A tablesaw was probably your first big shop purchase, and it's the tool you use for almost every project. Choosing the right blade makes a huge difference in how well your tablesaw works: a low-quality blade will give you low-quality results. Everyone needs an all-purpose blade, and you will use it for most of your tasks, but there are also specialty blades designed for ripping, crosscutting or working with materials such as melamine, laminate, MDF or particleboard. In general, the more teeth on a blade, the longer the cut will take but the smoother the resulting edges.
BLADE TALK
All-purpose, general-purpose blades - For rough crosscutting and ripping. Look for blades with about 40 to 60 teeth.
ATB - Alternate top bevel. Refers to the grind of the blade's teeth. The ATB design helps maintain direction and a clean cut.
Combination - Sometimes refers to teeth design-a combination of the ATB and flat-top grinds-and sometimes to how the blade is used, such as the general-purpose blade used to rip and crosscut.
Cross-cutting blades - Sometimes called cut-off or finishing blades. Typically have 60 to 80 teeth.
Flat top - Refers to shape of teeth grind.
Kerf - The width of material removed by the passage of the saw blade.

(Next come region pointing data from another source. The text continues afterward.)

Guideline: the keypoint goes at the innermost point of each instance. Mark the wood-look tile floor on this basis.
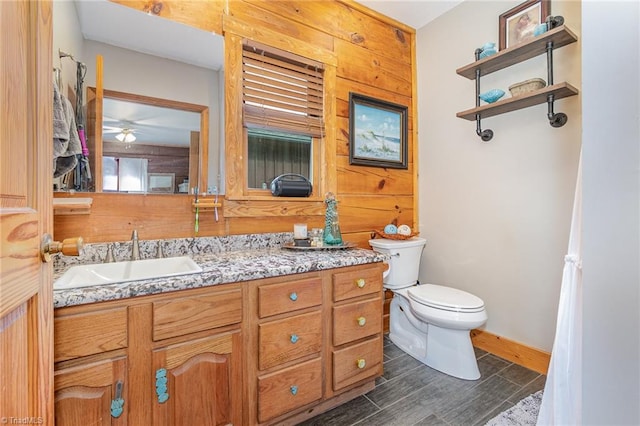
(410, 393)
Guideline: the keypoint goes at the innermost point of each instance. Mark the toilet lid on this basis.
(446, 298)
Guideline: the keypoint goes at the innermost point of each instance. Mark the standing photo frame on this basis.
(377, 132)
(517, 25)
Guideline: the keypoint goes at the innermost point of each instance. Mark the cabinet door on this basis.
(199, 382)
(92, 394)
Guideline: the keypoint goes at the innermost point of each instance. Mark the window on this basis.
(282, 113)
(124, 174)
(274, 153)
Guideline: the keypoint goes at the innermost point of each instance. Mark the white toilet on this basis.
(429, 322)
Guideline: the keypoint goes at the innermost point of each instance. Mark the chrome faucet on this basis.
(109, 258)
(135, 246)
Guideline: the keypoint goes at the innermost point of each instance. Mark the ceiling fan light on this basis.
(126, 136)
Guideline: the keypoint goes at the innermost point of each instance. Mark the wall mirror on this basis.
(149, 144)
(160, 78)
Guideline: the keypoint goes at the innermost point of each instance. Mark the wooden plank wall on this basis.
(375, 58)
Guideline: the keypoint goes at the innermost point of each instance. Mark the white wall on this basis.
(496, 215)
(611, 243)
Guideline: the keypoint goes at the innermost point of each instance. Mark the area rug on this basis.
(523, 413)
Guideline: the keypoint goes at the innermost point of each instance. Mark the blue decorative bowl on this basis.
(390, 229)
(488, 49)
(492, 95)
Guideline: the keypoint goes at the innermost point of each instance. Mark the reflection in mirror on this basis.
(150, 144)
(156, 58)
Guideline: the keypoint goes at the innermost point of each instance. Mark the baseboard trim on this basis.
(526, 356)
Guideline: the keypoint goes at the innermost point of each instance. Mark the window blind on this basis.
(281, 91)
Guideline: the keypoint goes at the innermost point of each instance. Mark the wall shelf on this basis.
(559, 91)
(545, 43)
(560, 37)
(72, 206)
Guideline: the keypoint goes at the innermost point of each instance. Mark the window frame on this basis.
(239, 200)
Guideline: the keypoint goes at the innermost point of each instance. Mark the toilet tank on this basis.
(404, 262)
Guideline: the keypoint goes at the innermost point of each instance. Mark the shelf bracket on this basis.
(556, 119)
(487, 134)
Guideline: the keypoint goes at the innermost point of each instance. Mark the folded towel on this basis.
(66, 142)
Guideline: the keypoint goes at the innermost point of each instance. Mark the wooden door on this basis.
(92, 394)
(198, 382)
(26, 149)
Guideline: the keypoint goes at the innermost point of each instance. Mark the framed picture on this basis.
(517, 24)
(377, 132)
(162, 182)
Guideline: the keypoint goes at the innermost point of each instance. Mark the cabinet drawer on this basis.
(357, 362)
(89, 333)
(289, 389)
(356, 320)
(286, 297)
(186, 315)
(356, 283)
(288, 339)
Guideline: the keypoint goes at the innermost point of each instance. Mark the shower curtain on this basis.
(562, 397)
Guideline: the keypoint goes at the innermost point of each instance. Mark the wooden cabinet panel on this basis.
(357, 320)
(186, 315)
(289, 388)
(356, 283)
(357, 362)
(276, 299)
(89, 333)
(288, 339)
(84, 395)
(198, 382)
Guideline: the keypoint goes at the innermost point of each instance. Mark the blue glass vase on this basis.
(332, 234)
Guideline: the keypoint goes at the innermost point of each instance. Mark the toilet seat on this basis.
(445, 298)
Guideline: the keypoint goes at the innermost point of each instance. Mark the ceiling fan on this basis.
(124, 132)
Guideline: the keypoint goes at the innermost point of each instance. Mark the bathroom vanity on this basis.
(260, 336)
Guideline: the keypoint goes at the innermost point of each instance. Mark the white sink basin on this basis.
(132, 270)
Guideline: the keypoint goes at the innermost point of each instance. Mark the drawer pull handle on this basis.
(117, 402)
(161, 385)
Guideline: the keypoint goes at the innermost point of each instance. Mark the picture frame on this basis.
(163, 183)
(377, 132)
(516, 25)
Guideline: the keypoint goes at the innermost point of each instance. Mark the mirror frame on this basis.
(95, 98)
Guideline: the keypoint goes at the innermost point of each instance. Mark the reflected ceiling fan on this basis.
(124, 133)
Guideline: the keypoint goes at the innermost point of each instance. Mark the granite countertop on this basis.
(248, 263)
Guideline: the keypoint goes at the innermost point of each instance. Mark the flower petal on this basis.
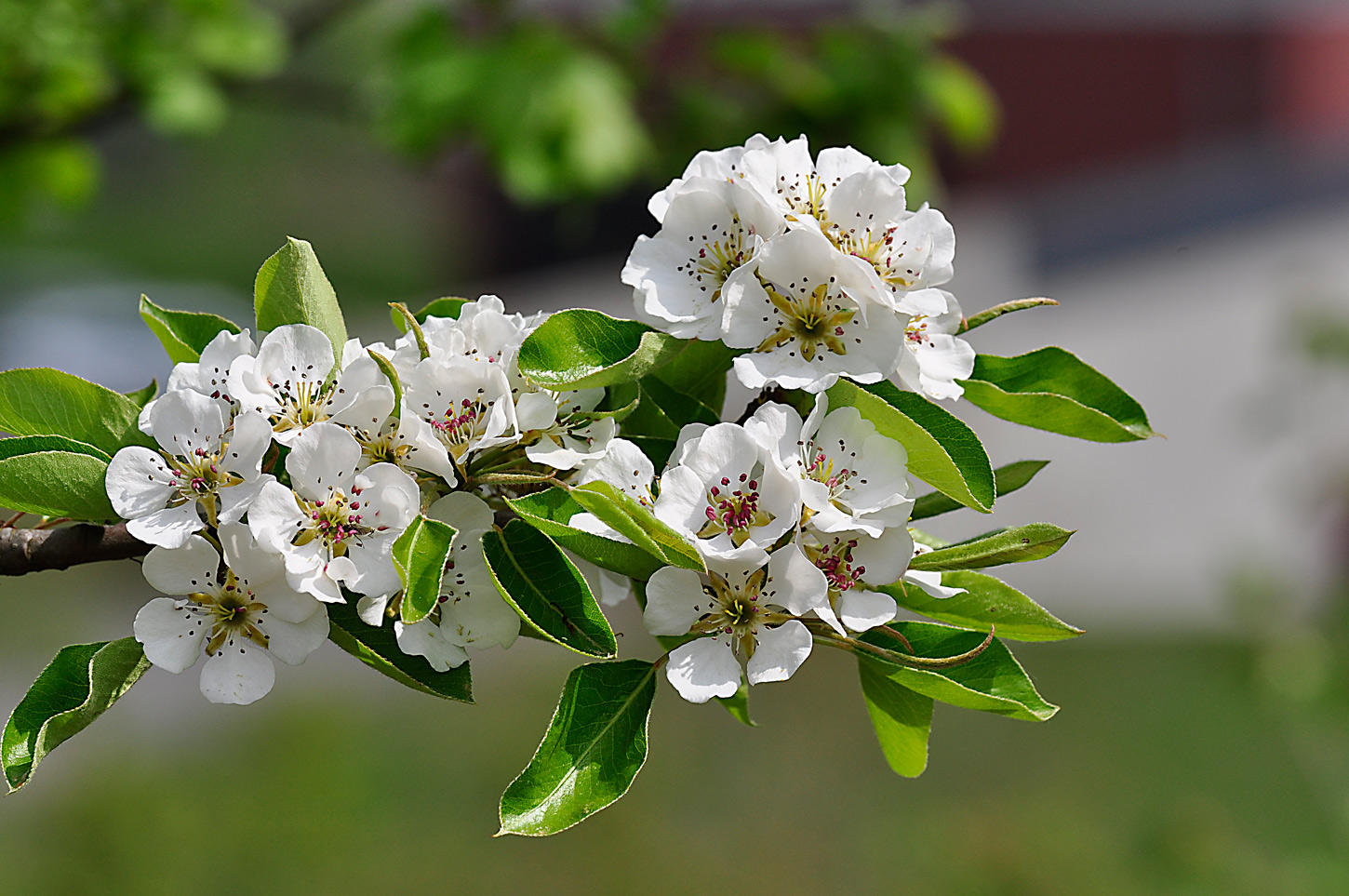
(780, 652)
(240, 672)
(170, 635)
(704, 668)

Ripping blades - Also called decking, framing or trim blades. Often have 24 teeth.
Specialty blades - Intended for laminates, melamine, particleboard or other materials. Usually have 60 to 80 teeth.
TCG - Triple chip grind. Used to cut melamine and other chip-prone materials.
PRIME CUTS
Woodworking demands cuts in many forms as we crosscut, rip, bevel, trim, mitre, re-saw and dado our way to project completion. Over the past 25 years, new technology has provided us with a gamut of saw blade choices.
Proper blade choice is paramount to good work-after all, it's the blade that does the cutting! Picture a dull, gummed-up blade of the wrong configuration mounted on the very best tablesaw-then compare it with a sharp, clean blade with teeth for the task mounted on any saw. I promise you happiness with the latter.
Although I own a range of tablesaw blades, I rely heavily on a top-quality, full-body, 50- tooth combination blade. It does about 90 per cent of my cutting chores in all types of materials and stock thicknesses. I change it if, for example, there's plenty of fine crosscutting at hand. Also, on a project with many rabbeted edges, I like how a good dado blade performs.
There are four ways to render a better cut easily from almost any blade.
The first is to control the rate of feed. There's a perfect “push” speed for every material and blade that can only come with some experience and common sense. My overall observation is that many woodworkers cut too quickly. Pushing too slow will cause burn marks, but with experience, you will learn to see, feel and even hear when the blade is doing the best job it can.